But just as Arnold said, it’s not a tumor. And while that example might be a tad exaggerated, I’ve certainly had this type of half-awake, neurotic, cyberchondria once or twice in my life. Though the above situation was more likely caused by one too many glasses of wine and a refusal to admit to a hangover.

Nevertheless, the concept of self-diagnosis is an ever-growing phenomenon in this digital age. According to a survey conducted by The Pew Research Center, over 35% of Americans in 2012 had gone online to diagnose themselves, and more than a third never confirmed that diagnosis with a doctor. What’s worse: some 30% of self-diagnosed women have admitted to purchasing and consuming medication for their supposed illness, without a consultation. That’s the part that shocks me. Sure, I might convince myself I have a pet-dander allergy, but that does not mean I trust my diagnostic abilities enough to assault my leg up with an EpiPen.

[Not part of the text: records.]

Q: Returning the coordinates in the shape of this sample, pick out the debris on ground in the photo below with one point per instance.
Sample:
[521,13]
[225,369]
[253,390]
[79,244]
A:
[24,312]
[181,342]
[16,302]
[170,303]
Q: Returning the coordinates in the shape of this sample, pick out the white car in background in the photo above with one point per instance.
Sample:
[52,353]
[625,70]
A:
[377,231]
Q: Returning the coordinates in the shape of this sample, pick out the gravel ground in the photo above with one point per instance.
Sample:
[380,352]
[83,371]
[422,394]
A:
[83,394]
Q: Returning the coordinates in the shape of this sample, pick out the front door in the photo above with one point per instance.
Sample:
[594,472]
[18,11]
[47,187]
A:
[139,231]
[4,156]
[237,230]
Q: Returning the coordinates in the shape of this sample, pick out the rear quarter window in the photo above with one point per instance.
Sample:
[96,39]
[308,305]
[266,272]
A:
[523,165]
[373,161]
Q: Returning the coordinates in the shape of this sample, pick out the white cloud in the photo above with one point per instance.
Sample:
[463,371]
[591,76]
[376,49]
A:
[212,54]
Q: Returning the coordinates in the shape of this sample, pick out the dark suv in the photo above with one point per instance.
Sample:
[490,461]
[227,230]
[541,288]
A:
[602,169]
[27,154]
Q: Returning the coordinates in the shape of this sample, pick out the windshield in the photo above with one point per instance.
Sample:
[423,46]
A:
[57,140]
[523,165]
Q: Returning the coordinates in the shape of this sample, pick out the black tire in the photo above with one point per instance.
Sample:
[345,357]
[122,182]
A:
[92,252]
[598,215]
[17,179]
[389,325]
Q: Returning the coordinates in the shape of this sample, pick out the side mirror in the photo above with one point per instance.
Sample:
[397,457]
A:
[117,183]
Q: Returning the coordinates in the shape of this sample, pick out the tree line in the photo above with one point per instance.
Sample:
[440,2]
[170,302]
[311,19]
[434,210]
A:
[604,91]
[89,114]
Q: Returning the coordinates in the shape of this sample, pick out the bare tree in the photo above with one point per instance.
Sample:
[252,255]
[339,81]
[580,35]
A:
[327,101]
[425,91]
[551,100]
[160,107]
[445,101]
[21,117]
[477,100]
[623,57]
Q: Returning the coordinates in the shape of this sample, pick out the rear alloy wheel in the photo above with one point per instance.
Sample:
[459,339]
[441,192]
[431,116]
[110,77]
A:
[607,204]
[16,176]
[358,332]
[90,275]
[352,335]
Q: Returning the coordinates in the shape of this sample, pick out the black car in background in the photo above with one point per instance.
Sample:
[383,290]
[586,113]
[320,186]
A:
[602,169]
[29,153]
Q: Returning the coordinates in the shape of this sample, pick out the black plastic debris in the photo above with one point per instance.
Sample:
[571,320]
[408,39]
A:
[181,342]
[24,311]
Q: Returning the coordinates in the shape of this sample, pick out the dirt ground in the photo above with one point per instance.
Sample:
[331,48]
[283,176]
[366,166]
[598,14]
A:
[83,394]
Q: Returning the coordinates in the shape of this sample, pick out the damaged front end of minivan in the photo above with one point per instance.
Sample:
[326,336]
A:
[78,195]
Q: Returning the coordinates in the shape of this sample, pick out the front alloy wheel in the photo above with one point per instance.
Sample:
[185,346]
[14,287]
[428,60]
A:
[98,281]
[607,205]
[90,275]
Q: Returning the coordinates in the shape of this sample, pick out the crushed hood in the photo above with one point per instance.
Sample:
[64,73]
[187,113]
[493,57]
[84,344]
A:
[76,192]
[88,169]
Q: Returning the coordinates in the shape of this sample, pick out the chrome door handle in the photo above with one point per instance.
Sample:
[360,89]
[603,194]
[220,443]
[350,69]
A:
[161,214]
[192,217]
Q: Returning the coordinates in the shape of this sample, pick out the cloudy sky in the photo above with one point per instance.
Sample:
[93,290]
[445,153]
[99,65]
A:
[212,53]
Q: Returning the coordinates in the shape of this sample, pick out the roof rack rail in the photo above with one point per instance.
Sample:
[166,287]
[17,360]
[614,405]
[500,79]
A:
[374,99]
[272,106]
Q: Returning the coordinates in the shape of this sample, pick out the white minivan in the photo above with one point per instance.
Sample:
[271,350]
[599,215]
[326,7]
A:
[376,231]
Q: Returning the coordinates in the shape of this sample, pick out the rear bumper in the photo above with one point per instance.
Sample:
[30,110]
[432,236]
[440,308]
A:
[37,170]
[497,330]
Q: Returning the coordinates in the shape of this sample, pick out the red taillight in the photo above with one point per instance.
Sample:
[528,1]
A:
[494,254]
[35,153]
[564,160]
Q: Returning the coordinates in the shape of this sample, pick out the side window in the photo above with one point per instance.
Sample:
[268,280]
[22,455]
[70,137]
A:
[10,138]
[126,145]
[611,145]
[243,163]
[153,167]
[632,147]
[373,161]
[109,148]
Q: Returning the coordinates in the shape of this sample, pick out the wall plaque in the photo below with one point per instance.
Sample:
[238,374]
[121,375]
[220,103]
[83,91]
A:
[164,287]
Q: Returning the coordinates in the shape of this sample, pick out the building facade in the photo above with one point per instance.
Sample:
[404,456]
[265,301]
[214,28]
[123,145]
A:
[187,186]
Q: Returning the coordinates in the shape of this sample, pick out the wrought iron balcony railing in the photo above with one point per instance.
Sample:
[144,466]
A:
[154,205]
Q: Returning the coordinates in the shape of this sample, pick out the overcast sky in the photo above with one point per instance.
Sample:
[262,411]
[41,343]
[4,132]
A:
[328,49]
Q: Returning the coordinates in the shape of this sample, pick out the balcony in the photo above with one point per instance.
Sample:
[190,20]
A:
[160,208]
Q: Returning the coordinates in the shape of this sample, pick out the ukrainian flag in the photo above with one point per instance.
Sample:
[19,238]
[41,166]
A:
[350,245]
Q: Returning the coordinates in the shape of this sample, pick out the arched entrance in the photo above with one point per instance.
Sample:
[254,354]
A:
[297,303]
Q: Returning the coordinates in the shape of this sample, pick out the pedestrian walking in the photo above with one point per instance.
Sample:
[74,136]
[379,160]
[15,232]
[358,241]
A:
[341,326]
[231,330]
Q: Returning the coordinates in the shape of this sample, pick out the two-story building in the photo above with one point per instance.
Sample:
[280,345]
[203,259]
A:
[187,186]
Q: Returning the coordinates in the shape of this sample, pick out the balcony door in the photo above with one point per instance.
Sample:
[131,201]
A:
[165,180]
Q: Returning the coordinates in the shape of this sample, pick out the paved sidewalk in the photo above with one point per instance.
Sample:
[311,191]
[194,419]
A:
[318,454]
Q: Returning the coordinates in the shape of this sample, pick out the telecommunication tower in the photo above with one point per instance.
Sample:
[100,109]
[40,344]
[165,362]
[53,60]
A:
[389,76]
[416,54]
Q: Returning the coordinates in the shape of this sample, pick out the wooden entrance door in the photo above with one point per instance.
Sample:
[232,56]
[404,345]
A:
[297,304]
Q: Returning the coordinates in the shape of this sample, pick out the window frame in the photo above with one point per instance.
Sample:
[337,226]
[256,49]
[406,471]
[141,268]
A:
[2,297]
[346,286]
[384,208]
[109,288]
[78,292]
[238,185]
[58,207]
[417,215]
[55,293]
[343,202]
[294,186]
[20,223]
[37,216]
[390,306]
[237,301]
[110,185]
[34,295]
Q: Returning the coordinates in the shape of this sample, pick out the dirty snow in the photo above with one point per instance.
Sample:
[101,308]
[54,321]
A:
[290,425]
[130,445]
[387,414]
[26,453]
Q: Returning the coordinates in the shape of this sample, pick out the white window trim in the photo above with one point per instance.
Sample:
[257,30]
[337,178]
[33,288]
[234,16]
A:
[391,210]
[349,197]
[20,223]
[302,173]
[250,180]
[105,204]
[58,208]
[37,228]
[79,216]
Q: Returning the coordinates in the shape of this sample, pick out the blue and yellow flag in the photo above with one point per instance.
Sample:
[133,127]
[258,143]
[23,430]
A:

But it does happen. And those working in the healthcare industry appear to be the worst culprits—after all, we live and breathe this stuff; it shouldn’t be hard to tell if we have chronic migraines, or insomnia, or endocarditis, right? Our increased level of knowledge mixed with a splash of arrogance is just enough to convince us that there is little a PCP’s gonna tell us that we don’t already know.

And while the hyperbolic, often terminal, self-diagnoses are more my style, physicians say they are more concerned with the prevalence of under-diagnosis among systematic Googlers—as we all know, convincing oneself that a rash is just a rash, or numbness is just an innocent side effect can have irreparable effects.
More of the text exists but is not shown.